Elle avait achevé cette réplique avec un accent sicilien. Clarisse lui agrippa le bras et tourna les talons vivement.


Une fois suffisamment éloigné du trio imbécile, elles s'arrêtèrent à l'abri des regards pour faire le point.

- Tu sais, Morgane, j'ai l'impression qu'on a tendance à se laisser emporter sans réfléchir, toi et moi… Il faut qu'on trouve un moyen de nous tempérer, de prendre le temps de méditer avant d'entamer des actions de ce genre…

- Un peu comme le proverbe tourner sept fois sa queue avant de…

- Un peu oui, s'agaça Clarisse… (Elle est en chaleur, ou quoi ?) Ecoute… faisons l'arbre !

- Pardon ?

- L'arbre, c'est très bien l'arbre… Quand nous avons une idée à la mords-moi l'nœud, faisons l'arbre dix secondes, sas bouger, sans parler, histoire que notre esprit fasse le tour de la question et détermine le degré de stupidité de notre entreprise !

Un sourire ravi parut sur le visage de la serpentarde :

- Chère Clarisse, tu ne manques pas d'imagination ! J'adhère ! Et j'ai d'ailleurs une nouvelle idée pour ton histoire de baiser…


Syd finit par poser son livre, au comble de l'ennui. Il se demandait où sa sœur et Clarisse pouvaient bien en être dans leur projet d'SOS fantôme. Elles avaient l'air de bien s'amuser… Il trouvait Morgane plus posée, plus sereine, et Clarisse affirmait peu à peu sa personnalité. Il ressentit comme une pointe d'envie.

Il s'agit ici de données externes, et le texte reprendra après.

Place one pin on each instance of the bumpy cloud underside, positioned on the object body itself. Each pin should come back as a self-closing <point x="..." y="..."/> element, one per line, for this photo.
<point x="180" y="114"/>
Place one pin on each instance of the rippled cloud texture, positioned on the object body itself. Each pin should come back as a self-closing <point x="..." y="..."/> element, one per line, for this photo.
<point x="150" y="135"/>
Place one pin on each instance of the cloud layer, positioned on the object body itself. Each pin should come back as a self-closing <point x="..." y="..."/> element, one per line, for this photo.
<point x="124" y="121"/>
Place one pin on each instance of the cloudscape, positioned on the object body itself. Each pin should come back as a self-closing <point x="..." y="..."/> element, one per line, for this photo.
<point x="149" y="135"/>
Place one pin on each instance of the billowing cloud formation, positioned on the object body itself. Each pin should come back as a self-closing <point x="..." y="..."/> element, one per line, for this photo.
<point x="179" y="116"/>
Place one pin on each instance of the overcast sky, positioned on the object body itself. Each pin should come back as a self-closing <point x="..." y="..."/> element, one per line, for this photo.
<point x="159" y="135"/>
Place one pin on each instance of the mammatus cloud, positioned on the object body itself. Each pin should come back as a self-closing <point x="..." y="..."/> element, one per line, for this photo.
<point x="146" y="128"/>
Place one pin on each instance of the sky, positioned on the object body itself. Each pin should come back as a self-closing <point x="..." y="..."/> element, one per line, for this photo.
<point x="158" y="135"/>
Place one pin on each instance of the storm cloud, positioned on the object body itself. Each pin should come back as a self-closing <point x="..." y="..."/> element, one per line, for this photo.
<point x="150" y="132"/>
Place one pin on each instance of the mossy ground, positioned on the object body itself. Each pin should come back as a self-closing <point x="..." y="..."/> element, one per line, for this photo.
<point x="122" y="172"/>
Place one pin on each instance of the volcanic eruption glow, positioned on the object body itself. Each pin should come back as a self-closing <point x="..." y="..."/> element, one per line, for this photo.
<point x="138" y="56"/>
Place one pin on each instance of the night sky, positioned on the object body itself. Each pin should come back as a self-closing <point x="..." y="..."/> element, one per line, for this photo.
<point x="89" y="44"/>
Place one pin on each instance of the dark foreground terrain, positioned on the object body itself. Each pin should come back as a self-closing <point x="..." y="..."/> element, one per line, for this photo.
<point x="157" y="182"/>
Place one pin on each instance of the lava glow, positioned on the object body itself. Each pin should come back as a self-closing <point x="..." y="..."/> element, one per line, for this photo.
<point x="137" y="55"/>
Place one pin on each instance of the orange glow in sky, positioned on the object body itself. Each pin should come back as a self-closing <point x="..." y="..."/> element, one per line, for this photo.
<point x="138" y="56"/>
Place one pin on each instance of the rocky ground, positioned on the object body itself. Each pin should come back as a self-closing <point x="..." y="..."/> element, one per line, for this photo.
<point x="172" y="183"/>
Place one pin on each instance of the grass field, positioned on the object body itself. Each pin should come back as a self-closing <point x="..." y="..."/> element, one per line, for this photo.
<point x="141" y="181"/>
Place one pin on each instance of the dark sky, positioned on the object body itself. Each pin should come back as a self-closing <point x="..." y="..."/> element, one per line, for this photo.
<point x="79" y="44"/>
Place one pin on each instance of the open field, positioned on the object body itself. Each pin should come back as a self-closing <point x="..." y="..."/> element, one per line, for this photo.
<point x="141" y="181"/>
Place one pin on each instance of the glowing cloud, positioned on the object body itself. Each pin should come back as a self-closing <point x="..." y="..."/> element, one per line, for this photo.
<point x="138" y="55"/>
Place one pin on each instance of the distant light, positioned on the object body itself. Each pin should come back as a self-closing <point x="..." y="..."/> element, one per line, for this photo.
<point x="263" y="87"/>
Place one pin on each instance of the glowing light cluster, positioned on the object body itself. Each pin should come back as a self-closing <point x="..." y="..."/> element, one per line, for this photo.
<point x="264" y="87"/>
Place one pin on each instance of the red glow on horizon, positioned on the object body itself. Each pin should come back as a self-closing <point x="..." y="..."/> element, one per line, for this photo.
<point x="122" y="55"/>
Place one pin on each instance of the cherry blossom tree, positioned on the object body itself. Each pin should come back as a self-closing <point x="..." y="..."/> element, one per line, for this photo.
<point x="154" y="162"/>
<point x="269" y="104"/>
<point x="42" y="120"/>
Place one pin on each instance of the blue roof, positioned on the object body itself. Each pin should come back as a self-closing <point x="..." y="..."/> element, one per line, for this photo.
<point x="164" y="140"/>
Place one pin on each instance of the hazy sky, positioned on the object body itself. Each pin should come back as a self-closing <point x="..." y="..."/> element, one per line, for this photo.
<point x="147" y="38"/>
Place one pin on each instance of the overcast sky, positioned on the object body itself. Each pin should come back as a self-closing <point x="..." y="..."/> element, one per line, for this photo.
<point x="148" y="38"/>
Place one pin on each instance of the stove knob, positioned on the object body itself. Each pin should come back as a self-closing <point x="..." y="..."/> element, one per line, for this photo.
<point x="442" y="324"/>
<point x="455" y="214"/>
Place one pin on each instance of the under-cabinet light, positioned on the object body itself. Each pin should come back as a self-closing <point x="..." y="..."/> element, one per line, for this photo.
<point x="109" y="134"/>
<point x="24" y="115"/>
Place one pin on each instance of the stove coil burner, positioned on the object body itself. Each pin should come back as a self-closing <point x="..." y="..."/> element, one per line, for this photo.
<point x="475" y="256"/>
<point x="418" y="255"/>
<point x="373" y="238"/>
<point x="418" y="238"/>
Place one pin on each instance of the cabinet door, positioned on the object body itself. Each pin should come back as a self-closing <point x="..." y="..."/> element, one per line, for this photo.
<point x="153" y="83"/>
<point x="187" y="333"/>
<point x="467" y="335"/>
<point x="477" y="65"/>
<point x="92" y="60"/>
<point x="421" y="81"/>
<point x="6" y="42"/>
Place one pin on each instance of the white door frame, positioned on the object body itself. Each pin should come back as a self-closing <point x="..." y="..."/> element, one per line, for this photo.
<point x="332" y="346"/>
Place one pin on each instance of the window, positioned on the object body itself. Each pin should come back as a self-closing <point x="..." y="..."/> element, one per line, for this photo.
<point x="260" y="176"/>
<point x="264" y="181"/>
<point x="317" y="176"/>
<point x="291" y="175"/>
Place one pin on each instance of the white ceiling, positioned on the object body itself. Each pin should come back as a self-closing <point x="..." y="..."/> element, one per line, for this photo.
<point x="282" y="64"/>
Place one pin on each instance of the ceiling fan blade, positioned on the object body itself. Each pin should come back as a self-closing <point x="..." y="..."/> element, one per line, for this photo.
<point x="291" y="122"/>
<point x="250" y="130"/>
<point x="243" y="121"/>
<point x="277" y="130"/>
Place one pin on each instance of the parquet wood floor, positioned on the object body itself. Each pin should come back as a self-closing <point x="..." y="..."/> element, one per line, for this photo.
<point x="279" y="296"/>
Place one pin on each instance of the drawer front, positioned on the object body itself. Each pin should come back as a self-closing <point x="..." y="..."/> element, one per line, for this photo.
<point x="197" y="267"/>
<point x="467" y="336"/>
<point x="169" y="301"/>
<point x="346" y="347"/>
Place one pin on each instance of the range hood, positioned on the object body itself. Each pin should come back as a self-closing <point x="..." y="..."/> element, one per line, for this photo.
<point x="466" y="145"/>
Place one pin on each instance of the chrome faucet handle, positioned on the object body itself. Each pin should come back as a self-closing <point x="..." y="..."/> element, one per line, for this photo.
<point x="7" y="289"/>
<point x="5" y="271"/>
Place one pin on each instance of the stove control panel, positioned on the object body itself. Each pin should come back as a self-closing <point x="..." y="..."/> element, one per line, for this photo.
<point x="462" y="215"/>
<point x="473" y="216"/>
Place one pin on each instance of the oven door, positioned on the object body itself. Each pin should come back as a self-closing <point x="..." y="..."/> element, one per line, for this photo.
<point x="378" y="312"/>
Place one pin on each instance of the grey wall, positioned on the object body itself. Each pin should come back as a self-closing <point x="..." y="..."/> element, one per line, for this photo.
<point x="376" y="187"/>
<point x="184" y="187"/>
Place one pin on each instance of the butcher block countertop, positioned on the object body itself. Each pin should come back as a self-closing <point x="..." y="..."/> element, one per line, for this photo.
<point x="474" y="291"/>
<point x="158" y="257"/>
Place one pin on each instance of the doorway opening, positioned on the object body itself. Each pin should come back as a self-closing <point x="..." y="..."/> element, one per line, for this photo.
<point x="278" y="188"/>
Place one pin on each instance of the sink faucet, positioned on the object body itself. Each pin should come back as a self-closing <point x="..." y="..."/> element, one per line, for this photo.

Il rechercha la compagnie de sa cousine : il se sentait très seul depuis quelques jours. C'était venu après la sortie du trio à Pré-au-lard et continuait quelque peu. Le calme était revenu à Poudlard, comme si rien ne s'était passé, il était le seul à avoir l'esprit toujours fulminant et toujours en guerre. Mais en guerre contre quoi ? Il était las. En plus, il avait remarqué que des élèves pouffer dans son dos depuis le coup de poing de Clarisse. On marmonnait souvent le mot « carton » dans son sillage sans qu'il ne comprenne de quoi il en retournait…

Il retrouvera la petite Lachésis affairé en bibliothèque. Il lui demanda ce qu'elle faisait :

- Je recherche des recettes de gâteau au chocolat, dit-elle distraitement. Morgane a de grands… -elle baissa sa voix- projets cette nuit.

Un sourcil perplexe se souleva sur le visage de Syd.

- Oui, continua l'enfant, c'est la Saint-Valentin, on va s'infiltrer dans les cuisines pour préparer quelques mets à base de chocolat et les offrir à ceux qu'on aime.

- Vous allez vous faire prendre…

- Non, j'ai eu une vision. Il y aura un problème ceci dit, mais aucune victime…Enfin, je n'étais pas censé en parler… N'interviens pas, tu changerais ma vision…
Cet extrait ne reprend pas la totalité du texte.